Tanto calor que es pueblo donde los músicos tenían instrumentos remendados con brea y tocaban siempre a la sombra porque si tocaban al sol se les caían a pedazos.
—Sin embargo —dice uno—, a esta hora nunca ha hecho tanto calor.
—Pero a las dos de la tarde es cuando hace más calor.
—Sí, pero no tanto calor como ahora.
Al pueblo desierto, a la plaza desierta, baja de pronto un pajarito y se corre la voz: “Hay un pajarito en la plaza”. Y viene todo el mundo espantado a ver el pajarito.
—Pero, señores, siempre ha habido pajaritos que bajan.
—Sí, pero nunca a esta hora.
Llega un momento de tal tensión para los habitantes del pueblo, que todos están desesperados por irse y no tienen el valor de hacerlo.
—Yo sí soy muy macho –grita uno–. Yo me voy.
Agarra sus muebles, sus hijos, sus animales, los mete en una carreta y atraviesa la calle central donde todo el pueblo lo ve. Hasta que todos dicen: “Si este se atreve, pues nosotros también nos vamos”. Y empiezan a desmantelar literalmente el pueblo. Se llevan las cosas, los animales, todo.
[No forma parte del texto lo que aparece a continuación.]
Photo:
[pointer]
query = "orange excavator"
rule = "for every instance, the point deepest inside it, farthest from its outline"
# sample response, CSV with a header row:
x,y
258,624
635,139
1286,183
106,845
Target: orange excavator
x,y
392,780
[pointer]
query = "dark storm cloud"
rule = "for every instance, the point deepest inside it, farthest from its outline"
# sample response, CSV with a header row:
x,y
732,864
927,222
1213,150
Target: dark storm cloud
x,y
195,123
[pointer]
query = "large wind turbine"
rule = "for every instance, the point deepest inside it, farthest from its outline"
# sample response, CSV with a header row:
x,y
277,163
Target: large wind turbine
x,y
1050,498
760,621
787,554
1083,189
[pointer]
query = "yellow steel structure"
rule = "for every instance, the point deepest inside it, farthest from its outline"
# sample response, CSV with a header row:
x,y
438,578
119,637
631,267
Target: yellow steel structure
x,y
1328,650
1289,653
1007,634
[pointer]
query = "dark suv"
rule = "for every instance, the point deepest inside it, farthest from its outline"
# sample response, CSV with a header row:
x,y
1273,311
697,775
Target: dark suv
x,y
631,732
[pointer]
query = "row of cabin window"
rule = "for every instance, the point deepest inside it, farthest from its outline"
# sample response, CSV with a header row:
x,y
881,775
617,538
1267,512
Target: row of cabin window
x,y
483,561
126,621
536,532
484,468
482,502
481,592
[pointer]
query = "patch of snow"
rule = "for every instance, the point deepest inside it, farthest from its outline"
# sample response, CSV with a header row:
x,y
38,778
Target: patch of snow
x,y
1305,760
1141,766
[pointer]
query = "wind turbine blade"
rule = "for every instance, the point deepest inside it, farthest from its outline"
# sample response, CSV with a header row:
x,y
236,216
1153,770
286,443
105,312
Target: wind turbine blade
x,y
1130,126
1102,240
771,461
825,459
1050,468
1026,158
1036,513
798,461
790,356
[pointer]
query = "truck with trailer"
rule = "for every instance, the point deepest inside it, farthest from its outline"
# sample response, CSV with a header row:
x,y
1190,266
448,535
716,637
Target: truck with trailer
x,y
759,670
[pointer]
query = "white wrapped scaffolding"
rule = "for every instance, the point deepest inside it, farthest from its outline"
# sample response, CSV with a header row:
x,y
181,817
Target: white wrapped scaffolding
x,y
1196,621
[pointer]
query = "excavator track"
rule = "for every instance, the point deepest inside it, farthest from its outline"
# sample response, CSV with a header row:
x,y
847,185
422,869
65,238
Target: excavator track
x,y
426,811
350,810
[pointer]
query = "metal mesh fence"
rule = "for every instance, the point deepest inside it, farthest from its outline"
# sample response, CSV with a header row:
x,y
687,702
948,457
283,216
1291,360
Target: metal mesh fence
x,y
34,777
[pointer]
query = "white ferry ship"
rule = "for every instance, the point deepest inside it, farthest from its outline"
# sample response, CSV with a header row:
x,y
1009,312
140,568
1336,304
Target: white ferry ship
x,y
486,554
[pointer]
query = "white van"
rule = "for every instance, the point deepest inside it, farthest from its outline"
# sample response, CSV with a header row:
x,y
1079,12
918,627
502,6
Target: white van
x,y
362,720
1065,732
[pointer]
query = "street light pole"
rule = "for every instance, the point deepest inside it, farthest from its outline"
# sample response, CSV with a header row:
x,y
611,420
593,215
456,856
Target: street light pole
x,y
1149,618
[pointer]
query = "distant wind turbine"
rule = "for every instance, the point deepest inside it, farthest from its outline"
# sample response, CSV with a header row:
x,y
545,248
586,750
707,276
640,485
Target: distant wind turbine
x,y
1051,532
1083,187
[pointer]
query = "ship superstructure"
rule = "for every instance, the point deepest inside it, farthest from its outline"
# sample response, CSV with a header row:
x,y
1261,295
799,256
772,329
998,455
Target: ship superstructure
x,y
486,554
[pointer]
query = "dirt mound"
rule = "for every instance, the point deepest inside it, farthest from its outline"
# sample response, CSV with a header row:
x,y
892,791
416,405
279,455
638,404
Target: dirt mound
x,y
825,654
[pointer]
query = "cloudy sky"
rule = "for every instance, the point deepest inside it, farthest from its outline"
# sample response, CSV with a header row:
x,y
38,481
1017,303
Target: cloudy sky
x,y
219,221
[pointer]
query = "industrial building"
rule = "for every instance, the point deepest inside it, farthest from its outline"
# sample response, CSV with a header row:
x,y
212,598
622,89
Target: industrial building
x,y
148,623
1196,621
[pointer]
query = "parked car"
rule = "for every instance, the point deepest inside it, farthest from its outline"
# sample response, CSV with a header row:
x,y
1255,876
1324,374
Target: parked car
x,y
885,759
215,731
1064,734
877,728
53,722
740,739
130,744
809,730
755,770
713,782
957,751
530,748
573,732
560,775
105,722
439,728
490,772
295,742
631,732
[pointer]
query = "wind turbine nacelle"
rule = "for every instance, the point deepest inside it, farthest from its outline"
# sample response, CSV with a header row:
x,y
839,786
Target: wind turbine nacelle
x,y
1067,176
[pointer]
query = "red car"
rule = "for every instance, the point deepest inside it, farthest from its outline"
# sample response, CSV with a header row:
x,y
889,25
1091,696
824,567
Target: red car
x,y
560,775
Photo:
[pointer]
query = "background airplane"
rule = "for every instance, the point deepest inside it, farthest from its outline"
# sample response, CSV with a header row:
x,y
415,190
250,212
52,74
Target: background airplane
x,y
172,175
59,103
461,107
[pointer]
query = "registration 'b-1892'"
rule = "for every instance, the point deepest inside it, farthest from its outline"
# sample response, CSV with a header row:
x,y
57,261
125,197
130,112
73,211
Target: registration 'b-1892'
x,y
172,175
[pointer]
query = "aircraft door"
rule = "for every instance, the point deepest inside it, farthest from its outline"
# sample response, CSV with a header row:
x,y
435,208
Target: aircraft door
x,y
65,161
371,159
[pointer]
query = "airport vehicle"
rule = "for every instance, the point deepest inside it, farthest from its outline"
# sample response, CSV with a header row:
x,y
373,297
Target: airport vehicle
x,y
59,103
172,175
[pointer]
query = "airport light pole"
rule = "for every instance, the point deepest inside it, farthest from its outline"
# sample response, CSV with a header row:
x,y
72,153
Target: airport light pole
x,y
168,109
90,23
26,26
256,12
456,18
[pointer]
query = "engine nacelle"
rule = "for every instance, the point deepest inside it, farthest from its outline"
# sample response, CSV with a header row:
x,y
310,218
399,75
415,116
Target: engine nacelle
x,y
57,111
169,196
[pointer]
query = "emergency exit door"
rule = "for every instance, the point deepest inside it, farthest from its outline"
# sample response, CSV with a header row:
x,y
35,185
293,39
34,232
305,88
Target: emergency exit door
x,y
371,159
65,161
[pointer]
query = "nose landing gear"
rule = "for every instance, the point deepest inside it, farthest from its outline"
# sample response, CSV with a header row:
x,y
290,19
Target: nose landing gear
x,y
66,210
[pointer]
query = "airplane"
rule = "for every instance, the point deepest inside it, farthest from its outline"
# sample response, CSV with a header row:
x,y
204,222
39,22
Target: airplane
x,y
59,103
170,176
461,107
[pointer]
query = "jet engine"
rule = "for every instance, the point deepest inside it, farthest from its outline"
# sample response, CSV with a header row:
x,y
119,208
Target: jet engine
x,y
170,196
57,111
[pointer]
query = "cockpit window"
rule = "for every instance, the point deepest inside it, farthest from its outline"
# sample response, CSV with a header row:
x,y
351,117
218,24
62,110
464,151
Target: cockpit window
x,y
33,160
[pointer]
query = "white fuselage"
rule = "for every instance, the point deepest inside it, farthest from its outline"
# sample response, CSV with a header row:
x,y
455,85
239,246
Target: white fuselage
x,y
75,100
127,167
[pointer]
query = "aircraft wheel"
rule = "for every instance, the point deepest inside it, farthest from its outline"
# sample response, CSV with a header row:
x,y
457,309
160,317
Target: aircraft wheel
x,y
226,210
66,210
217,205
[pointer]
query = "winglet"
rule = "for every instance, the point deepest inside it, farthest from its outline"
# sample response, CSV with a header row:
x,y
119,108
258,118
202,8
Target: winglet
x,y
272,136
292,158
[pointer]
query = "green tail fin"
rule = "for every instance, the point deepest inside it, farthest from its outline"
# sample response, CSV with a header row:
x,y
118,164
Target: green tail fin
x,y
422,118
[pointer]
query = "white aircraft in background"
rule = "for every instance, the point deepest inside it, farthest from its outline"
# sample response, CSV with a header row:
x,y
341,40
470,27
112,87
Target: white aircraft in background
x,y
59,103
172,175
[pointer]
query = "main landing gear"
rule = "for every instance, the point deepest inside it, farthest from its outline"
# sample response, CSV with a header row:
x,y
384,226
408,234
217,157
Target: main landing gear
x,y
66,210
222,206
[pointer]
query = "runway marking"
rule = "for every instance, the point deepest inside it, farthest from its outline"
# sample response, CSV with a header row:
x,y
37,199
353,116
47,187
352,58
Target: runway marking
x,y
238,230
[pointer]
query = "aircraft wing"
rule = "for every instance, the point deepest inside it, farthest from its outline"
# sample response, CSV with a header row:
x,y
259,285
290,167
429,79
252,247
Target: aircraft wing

Y uno de los últimos que abandona el pueblo, dice: “Que no venga la desgracia a caer sobre lo que queda de nuestra casa”, y entonces la incendia y otros incendian también sus casas. Huyen en un tremendo y verdadero pánico, como en un éxodo de guerra, y en medio de ellos va la señora que tuvo el presagio que le dice a su hijo que está a su lado: “¿Viste, mi hijo, que algo muy grave iba a suceder en este pueblo?”